On some point I want to use the axiom from the locale, which states
((A.par x y) ∧ (F x ≃ F y)) → (x ≃ y)
where "A" is another locale given as the information for the one where the above axiom is stored, "A.par" is simply a predicate then.
All the predicates and functions in the Axiom use polymorphic types, the free variable "x" itself is of type 'a, for example, the function "F" is of type 'a => 'b and "G" is of type 'b => 'c:
F :: "'a => 'b"
G :: "'b => 'c"
x :: "'a"
Generally, I have to axioms of this form: one for the locale "F" (showed above) and one for the locale "G" (which is exactly the same but with other types here):
((A.par x y) ∧ (G x ≃ G y)) → (x ≃ y)
The problem is that inside the proof I want to use this axiom but applied as
(A.par (F x) (F y)) ∧ (G(F x) ≃ G(F y)) → (F x) ≃ (F y)
Here the types coincide (as I see), because "F x" is of type 'b and "G" is applied exactly on this type.

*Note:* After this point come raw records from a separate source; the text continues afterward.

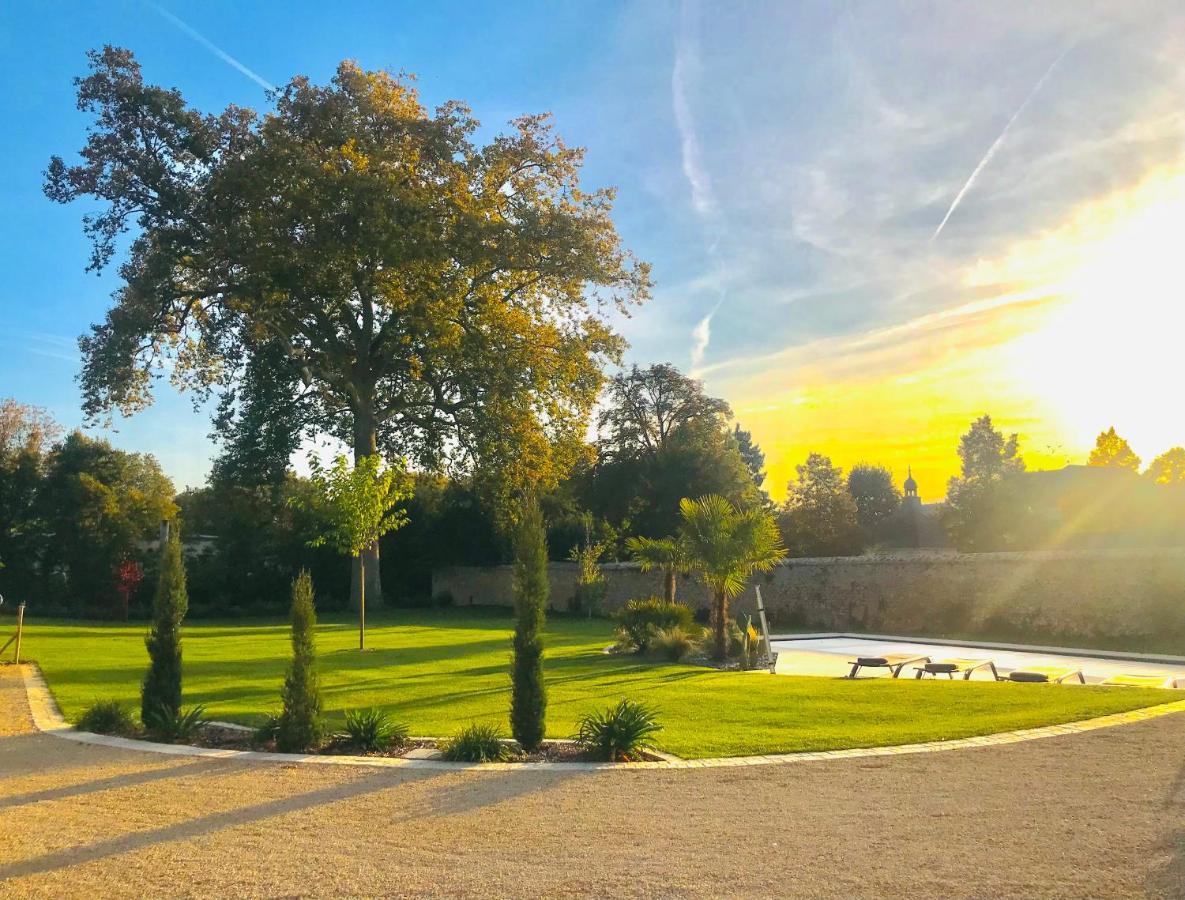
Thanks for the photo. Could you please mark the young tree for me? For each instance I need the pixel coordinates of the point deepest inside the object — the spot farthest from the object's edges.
(877, 499)
(1169, 467)
(529, 699)
(725, 547)
(753, 455)
(300, 722)
(359, 506)
(984, 509)
(350, 265)
(161, 688)
(659, 553)
(820, 516)
(1113, 452)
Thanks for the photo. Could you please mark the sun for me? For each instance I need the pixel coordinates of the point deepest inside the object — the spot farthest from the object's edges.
(1110, 349)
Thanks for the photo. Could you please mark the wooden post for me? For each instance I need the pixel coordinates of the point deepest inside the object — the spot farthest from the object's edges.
(764, 629)
(20, 624)
(362, 601)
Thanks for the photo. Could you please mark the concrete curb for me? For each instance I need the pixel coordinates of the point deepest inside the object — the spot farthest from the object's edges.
(49, 719)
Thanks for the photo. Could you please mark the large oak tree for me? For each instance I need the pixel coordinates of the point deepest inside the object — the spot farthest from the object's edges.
(350, 265)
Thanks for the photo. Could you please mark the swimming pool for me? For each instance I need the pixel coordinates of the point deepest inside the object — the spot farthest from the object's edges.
(831, 655)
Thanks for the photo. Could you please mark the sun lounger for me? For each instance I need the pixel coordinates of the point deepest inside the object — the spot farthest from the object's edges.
(1146, 681)
(1046, 674)
(892, 662)
(949, 666)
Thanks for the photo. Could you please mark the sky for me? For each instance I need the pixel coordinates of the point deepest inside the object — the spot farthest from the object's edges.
(869, 223)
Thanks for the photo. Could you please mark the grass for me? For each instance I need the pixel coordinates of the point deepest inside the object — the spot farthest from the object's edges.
(439, 670)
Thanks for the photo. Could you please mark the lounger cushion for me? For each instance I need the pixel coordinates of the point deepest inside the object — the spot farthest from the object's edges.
(871, 661)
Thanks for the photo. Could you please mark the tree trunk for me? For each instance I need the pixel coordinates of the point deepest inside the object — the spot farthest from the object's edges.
(719, 626)
(365, 445)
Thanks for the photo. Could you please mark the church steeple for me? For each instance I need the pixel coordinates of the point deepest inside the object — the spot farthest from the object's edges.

And it seems I have to explicitly show the prover that "(F x)" here should be considered as "x" in the axiom and so on.
The proof step itself is just to apply the lemma to the conclusion I have already got:
(A.par (F x) (F y)) ∧ (G(F x) ≃ G(F y))
to get
(F x) ≃ (F y)
If we take a look on the output of the Isabelle we will see these:
USING 1)
((E (domain' (F x)) ∧ ¬ (¬ (E (domain' (F y))) ∨ domain' (F x) ≠ domain'
(F y))) ∧ E (codomain' (F x)) ∧ ¬ (¬ (E (codomain' (F y))) ∨ codomain'
(F x) ≠ codomain' (F y))) ∧ E (G (F x)) ∧ ¬ (¬ (E (G (F y))) ∨ G (F x) ≠ G
(F y))
AND 2)
(E ?x ∧ ¬ (¬ (E ?y) ∨ ?x ≠ ?y)) ← (((E (domain' ?x) ∧ ¬ (¬ (E (domain' ?y
)) ∨ domain' ?x ≠ domain' ?y)) ∧ E (codomain' ?x) ∧ ¬ (¬ (E (codomain' ?y
)) ∨ codomain' ?x ≠ codomain' ?y)) ∧ E (G ?x) ∧ ¬ (¬ (E (G ?y)) ∨ G ?x ≠ G
?y))
GET THIS
E (F x) ∧ ¬ (¬ (E (F y)) ∨ F x ≠ F y)
So, here one should merely use the 2)nd fact with substituted schematic variables by "F x" and "F y".
Will be glad to see any suggestions.